Irish Setter Rescue and Rehome History
Irish Setter Rescue and Rehome as we know it today started as the Irish Setter Breeders Club Rescue Scheme and we are very lucky that Barbara Rogers, who was secretary of the scheme from 1972 until late 2012, wrote its history which is the source of much of the material below.
The scheme was founded in 1970 because Janice Roberts (Cornevon) was concerned that unwanted Irish setters needed support until a suitable home was found and asked that a rescue fund be set up. At that time the numbers of Irish Setters being registered was considerably higher than it is today and in 1972 numbers were moving towards 5000 with a peak of some 5590 in 1974.
In 1972 a rescue subcommittee was formed and it was named The Irish Setter Rescue Scheme and its objective was to rehome unwanted Irish setters.
Rescue figures remained steady at about 75 dogs per year for the first four years and many of the reasons why setters needed rehoming at that time still apply today:-
- We rescued it but it is too big for us
- No time to exercise
- It wanders (do not have a fenced garden)
- Domestic difficulties
- We are having a baby/second baby etc.
- Broken marriage / relationship
- Sheep Chasing
- Family allergies/heart attacks etc.
- We do not want it anymore
In 1974 Kate O’Callaghan joined the subcommittee, eventually becoming treasurer in 2008 until 2017. She was always a champion of the scheme and worked tirelessly to support it.
In 1976 Sybil Lennox became chairman and for many years she was the mainstay of the scheme, being pro-active and superb at fundraising
Also in 1976 a sponsored walk was held to raise funds and this might have been the first walk of the ISBC East Midlands region sponsored walks. However Sybil Lennox had hosted an earlier walk from her home Treetops in Matlock, a tradition that continues today courtesy of Gill and Andy Dale and which is one of our major annual fund raising events.
A snapshot of the 2007 Rescue Walk, shows some dogs out on the walk, others relaxing over refreshments in the garden at Treetops, the home of Sybil Lennox and her brother Steve.
The First Rescue Open Show was held in 1980 and organised by ISBC West Midlands Social Section and in 1982, as the first three shows were great successes, the ISBC committee decided to use one of its open show licences each year for rescue and this continues to this day.
The numbers of dogs needing rescuing rose steadily until 1981 when 412 dogs were handled by the scheme with the total figure for the previous 10 years being 1299.

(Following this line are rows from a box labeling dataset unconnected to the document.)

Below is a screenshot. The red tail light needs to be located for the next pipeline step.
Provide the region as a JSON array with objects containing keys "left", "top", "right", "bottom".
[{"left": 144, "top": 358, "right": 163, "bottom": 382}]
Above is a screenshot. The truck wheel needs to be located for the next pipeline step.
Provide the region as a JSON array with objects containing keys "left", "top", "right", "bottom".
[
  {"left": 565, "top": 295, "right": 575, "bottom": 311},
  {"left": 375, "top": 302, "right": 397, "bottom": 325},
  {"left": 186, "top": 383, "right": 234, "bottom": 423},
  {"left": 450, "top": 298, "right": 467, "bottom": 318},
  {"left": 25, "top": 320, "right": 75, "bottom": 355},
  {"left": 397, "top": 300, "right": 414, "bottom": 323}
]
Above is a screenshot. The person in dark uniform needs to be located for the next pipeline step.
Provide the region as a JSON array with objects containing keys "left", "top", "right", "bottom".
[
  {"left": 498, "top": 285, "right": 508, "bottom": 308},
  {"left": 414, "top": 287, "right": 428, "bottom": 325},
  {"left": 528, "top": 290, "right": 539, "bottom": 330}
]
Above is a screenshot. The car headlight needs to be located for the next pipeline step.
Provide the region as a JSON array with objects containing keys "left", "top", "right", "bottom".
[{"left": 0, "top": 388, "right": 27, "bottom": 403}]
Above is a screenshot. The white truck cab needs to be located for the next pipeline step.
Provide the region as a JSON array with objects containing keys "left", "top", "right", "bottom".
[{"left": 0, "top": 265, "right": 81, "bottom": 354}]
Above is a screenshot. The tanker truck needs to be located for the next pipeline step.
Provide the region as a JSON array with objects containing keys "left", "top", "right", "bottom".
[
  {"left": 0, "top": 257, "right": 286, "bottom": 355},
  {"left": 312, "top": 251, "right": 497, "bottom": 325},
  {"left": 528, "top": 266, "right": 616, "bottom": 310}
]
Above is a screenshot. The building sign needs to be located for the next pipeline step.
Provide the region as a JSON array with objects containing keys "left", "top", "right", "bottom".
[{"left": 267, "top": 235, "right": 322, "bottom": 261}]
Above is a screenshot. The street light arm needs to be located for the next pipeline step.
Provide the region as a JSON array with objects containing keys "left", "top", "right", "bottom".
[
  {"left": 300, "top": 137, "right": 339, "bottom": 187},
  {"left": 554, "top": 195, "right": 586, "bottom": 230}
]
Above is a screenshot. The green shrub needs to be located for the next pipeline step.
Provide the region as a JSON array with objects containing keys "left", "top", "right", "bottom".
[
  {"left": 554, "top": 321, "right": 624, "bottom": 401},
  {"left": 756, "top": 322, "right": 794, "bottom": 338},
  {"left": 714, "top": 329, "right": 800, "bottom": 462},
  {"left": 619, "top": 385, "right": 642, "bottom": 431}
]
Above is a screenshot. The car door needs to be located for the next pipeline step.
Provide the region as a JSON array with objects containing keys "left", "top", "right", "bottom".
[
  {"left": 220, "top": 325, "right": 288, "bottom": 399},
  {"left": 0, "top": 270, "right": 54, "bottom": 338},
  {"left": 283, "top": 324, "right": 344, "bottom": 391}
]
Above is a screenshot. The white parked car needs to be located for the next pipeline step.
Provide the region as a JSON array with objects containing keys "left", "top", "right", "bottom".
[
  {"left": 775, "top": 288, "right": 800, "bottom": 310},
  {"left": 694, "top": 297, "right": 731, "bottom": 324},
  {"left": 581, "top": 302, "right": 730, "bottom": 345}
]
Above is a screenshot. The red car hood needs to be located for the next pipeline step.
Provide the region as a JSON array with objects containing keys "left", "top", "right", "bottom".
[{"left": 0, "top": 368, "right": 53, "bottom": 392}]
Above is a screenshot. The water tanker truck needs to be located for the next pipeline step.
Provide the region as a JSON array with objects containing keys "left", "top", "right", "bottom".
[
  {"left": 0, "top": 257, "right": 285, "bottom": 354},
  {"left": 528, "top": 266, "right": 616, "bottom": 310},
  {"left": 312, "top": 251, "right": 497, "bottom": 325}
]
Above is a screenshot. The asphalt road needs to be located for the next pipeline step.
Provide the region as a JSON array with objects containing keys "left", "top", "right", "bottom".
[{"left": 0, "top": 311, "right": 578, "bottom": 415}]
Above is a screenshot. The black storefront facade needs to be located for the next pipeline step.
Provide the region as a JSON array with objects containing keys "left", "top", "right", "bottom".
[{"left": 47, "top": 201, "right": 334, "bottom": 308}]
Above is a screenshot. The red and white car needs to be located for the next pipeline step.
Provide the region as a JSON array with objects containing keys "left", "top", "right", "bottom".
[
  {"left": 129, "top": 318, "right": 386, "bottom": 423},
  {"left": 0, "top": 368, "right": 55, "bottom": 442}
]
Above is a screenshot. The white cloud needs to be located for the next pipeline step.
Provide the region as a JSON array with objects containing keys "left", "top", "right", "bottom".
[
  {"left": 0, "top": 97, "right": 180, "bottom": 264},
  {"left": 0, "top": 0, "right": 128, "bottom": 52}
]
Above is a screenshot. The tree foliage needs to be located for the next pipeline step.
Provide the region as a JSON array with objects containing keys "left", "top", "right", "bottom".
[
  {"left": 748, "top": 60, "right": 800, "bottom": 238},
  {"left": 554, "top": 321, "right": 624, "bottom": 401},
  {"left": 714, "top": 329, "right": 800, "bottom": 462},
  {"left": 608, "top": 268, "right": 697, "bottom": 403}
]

1988 was the year that Janice Roberts Oldham (JRO) the founder of the Rescue Scheme died and it was agreed that each year, in her memory the Scheme should nominate a dog as the “Janice Roberts Oldham dog” (JRO) and that its story be included in the ISBC Year Book.
Carmen – no 2001-99 and Roper – no 2001-100 were nominated as joint JRO dogs for 2001
The photographs were provided by their owners in 2008
By 1993 concerns were being raised about the financial situation of the scheme but as it could not become a charity and remain within the ISBC it was suggested that a separate Charitable Trust, responsible for the administration of rescue funds, be set up. The Rescue Scheme would remain part of the club but be able to count on financial support from the trust and strong ties between the club and the trust could be maintained. In this way THE IRISH RED SETTER RESCUE CHARITABLE TRUST (IRSRCT) – Charity number 1037633 was established and David Jack was its Secretary/Treasurer until he stood down last year Over the years several bequests have been made to ISBC rescue which helped put the scheme on a very sound financial footing and for which we are very grateful.
By 2002 the number of dogs received by the scheme fell to 95 and is now stands about a 30 to 40 a year.
2008 was a very sad year for us as Sybil Lennox, who had been a very active Chairman since 1976, died and in her memory the Rescue Open Show was renamed the Sybil Lennox Memorial Open Show. Rescue is still an important aspect of the show where the prize draw continues to take place.
In 2010 a second walk started in Devon courtesy of Patrick and Jane Simpson and is now known as the Dartmoor Walk and which is also a major fundraising event.
More photos & videos of this years 2019 walks along with details of next years walks can be found by clicking on Events tab in menu above.
In 2017 the scheme was transferred to IRSRCT and the name was changed to Irish Setter Rescue and Rehome (ISRANDR). This enabled the scheme to have charitable status, but the association with the ISBC continues and remains important to us. What is also important is the support that has been given, and continues to be given, by so many people in so many different ways.